Позавчера мы на автобусе съездили в Ипсвич и привезли «Фиат». Теперь он цвета томатного кетчупа, и Сандор даже не сразу поверил своим глазам, когда впервые увидел его. Он сказал, что ожидал чего-то поспокойнее. Одно важно: никто из тех, кто видел темноволосого молодого человека с бородой за рулем серого «Фиата», не свяжет его со светловолосым, чисто выбритым парнем в машине цвета рябины.
Последние две недели были потрачены на выяснение всего что можно о Джаредз и о людях, которые там живут. Сандор в пабе познакомился с одним человеком, чья жена дважды в неделю ходит туда убираться. Прежде чем заговорить с ним, он услышал, как тот рассказывает своему другу, что у Апсоландов работает иностранная пара, но женщина одна не справляется с таким большим домом. Его жена, ее зовут Дорин, боится немецких овчарок. Я тоже. Я не люблю собак.

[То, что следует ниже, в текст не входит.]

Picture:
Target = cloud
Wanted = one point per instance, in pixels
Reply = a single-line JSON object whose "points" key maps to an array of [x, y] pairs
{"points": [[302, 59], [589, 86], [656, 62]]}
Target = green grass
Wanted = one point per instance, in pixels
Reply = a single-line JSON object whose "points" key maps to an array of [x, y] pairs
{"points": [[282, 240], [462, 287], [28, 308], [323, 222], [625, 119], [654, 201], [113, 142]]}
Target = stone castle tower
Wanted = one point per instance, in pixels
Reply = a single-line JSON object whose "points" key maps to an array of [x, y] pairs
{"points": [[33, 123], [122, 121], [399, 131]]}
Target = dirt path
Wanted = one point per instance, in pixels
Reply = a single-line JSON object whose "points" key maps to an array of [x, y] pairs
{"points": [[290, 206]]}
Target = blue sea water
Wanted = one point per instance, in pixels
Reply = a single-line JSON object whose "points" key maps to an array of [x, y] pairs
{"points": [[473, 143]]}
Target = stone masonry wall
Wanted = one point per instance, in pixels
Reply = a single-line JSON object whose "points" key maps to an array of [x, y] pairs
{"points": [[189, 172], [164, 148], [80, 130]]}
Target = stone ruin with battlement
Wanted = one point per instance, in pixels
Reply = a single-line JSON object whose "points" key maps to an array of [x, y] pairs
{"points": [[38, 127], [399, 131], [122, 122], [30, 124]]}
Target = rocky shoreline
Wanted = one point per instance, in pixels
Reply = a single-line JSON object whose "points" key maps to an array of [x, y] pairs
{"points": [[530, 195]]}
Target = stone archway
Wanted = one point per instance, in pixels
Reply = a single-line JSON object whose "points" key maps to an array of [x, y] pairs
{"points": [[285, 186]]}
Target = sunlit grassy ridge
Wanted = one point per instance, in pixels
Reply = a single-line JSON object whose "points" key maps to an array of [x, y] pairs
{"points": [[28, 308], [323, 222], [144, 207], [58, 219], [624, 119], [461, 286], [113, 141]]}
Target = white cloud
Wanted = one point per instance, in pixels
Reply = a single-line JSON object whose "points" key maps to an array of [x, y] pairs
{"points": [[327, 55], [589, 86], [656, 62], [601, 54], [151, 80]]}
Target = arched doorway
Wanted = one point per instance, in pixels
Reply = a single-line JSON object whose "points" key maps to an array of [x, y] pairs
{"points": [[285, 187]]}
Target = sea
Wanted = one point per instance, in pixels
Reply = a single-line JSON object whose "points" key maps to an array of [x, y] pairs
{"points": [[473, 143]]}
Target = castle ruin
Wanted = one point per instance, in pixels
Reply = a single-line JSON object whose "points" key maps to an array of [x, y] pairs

Сандор сделал вид, будто ищет дом в аренду. Он сказал, будто слышал, что в Джаредз есть свободный коттедж. Муж Дорин, Стэн, вскоре ввел его в курс дела. В том коттедже живет шофер (он использовал именно это слово) Апсоландов со своей дочкой, которая учится в деревенской школе вместе с дочкой Стэна и Дорин. Жены у него нет, она то ли умерла, то ли сбежала, в общем, что-то в этом роде. Стэн сетовал на то, что Дорин от дома до Джаредз приходится целую милю ехать на своем мопеде, а в плохую погоду это ужасно. Сандор был вынужден купить ему и его приятелю выпивку, и, естественно, расплатиться материной «Американ экспресс» он не мог.